The English Quick-FLIC can be used to assess the quality of life of English-speaking cancer patients. As English and Chinese are two of the most widely used languages in the world (Graddol, 2004), the availability of both English and Chinese versions of the Quick-FLIC will expand its potential, especially for research in multiethnic societies and in multicentre studies.

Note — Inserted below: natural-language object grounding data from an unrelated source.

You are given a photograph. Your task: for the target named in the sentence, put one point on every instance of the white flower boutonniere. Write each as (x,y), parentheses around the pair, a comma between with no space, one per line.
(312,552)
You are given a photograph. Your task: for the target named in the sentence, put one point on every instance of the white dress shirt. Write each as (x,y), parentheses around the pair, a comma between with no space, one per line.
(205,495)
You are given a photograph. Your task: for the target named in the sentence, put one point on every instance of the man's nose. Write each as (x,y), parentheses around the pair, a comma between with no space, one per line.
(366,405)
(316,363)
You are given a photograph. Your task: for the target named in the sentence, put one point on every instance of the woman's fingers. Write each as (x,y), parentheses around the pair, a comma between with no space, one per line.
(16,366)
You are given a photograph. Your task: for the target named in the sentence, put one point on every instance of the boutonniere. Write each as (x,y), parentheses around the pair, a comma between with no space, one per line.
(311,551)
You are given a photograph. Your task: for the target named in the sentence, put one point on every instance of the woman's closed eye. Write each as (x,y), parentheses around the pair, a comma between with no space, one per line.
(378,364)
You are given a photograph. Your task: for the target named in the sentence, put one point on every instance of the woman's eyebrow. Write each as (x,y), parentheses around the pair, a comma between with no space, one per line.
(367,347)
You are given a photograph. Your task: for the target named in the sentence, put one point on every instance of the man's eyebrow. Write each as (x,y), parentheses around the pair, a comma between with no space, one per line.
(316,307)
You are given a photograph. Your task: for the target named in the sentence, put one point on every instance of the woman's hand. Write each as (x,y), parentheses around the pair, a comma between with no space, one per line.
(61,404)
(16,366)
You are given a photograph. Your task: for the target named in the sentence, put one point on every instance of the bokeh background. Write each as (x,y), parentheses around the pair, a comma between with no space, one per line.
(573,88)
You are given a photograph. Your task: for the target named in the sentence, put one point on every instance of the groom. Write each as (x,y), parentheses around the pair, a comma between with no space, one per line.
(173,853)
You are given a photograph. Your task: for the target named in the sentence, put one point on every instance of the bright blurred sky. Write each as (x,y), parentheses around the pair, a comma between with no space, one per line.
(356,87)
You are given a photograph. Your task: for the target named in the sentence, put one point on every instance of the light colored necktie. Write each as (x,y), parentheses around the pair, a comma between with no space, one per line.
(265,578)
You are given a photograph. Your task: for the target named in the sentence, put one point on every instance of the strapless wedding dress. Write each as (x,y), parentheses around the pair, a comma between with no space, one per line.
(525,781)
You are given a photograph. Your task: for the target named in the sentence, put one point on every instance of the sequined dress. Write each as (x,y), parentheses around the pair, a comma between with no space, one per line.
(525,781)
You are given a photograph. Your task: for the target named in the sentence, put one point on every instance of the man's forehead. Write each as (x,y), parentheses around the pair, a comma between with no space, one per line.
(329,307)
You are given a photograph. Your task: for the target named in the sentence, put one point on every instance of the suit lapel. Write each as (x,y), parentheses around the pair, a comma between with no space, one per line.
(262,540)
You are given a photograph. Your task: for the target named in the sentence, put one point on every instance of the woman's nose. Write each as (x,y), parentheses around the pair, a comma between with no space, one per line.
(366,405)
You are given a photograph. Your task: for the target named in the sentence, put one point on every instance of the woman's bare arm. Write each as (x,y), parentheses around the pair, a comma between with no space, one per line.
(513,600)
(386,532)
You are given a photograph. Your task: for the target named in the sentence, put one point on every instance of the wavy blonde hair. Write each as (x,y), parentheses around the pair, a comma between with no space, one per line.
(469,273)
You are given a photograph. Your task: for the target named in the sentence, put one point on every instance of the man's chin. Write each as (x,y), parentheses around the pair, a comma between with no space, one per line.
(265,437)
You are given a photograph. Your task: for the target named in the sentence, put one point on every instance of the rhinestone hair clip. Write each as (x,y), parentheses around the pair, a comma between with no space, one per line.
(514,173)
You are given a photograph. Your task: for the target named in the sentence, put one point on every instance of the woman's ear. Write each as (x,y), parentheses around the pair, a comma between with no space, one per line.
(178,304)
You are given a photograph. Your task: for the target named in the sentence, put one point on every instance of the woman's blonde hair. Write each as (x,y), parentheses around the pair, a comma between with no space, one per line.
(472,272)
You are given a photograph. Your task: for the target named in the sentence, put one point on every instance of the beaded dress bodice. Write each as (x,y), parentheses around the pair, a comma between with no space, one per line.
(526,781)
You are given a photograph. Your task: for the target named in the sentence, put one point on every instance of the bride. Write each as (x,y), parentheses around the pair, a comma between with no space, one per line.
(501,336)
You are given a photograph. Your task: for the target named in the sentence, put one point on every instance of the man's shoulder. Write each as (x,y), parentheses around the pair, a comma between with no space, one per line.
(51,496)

Despite many advances in quality of life research in the last two decades, some practical problems remain unsolved (Sprangers, 2002; Johnson et al, 2003). Some of the major issues include item nonresponse and missing data during follow-up. There is not a well-established approach to deal with these problems, but it has been suggested that the use of short instead of lengthy questionnaires may improve the situation (Bernhard et al, 1998; Axelsson and Sjoden, 1999; Higginson and Carr, 2001). In a randomised experiment comparing two quality of life questionnaires in a postal survey of stroke patients, patients allocated to the short instrument were significantly more likely to respond and to provide complete data (Dorman et al, 1997). In a systematic review of 38 randomised controlled trials, it was found that the use of longer questionnaires was associated with a lower response rate to follow-up by mails (Edwards et al, 2004). Our study has demonstrated that it is possible to abridge a quality of life instrument considerably without affecting its measurement properties. Although further research is required to assess whether the use of this instrument can deliver the speculated advantages, the benefit of placing less burden on the part of patients is itself inherently important.